The choice to cast Jamal, known by her moniker "FatFemme" to many, is historic in that rarely has a designer of Pilati's caliber ever chosen a Black, trans woman to walk the runway for a menswear institution as prestigious as Pitti Uomo (or any men's fashion week, for that matter.) She had nothing but high marks for Pilati, whom she praised in a recent Instagram post:
"Bravissimo @stefanopilati — the message was heard," she wrote in the caption. "@randomidentities, what a twirl! florence will never be the same AFTER THIS SHIT! we made it feel mighty real! #pittiuomo"
Indeed, the diverse casting captured the queer, nonbinary ethos that's been at Random Identities' core since it first launched in 2017. Though Pilati's collections lean toward menswear, the clothes are ultimately unisex and are imbued with a rebellious and subversive spirit. (Unisex label Telfar showed the same day as an invited guest of Pitti, further demonstrating the evolution of traditional menswear.)
As for the collection, the range and strengths of Pilati's tailoring skills, which he honed for decades at brands like Miu Miu, Saint Laurent and Zegna, were on full display.
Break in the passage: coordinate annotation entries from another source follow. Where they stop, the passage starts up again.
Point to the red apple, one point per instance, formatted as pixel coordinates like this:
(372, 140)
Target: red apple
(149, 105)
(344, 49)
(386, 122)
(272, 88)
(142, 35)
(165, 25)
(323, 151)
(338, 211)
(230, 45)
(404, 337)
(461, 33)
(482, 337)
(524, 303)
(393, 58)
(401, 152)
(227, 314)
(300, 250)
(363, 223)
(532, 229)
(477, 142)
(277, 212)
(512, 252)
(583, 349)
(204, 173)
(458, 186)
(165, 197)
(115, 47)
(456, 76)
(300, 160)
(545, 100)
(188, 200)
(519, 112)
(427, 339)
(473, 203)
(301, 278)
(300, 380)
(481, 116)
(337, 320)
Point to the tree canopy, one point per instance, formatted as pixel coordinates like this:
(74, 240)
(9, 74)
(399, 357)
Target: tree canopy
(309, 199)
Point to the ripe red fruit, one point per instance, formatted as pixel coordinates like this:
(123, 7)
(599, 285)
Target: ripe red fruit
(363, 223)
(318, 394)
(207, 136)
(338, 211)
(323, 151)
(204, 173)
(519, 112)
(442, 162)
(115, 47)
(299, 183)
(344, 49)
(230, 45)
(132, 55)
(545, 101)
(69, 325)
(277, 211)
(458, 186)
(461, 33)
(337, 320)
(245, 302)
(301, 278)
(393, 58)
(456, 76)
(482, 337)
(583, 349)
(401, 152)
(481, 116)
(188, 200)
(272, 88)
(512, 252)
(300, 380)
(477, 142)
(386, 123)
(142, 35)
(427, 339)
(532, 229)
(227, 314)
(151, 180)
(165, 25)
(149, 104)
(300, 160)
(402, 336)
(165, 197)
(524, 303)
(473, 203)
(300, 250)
Suits cinched at the waist, oversized blazers paired with over-the-knee boots, crisp shirts with billowing sleeves and cozy, boxy coats all made a strong case for the wardrobes of Berlin club kids and modern business professionals alike. (SSENSE is the exclusive online retailer of Random Identities, which is also carried in stores like Dover Street Market.)
"This 'power of silence' is in direct contrast to the disruptive maximalism and its insistence on creating generations of 'aspiration' which I find obsolete, inelegant and counterproductive," Pilati said in the show notes. "Especially in an era in which other forms of investment in oneself require an inner and outer balance of how we are used to presenting ourselves."
Finally, a pair of savvy new footwear collaborations rounded out the show, including one with Birkenstocks and another with Chinese sports brand Li-Ning.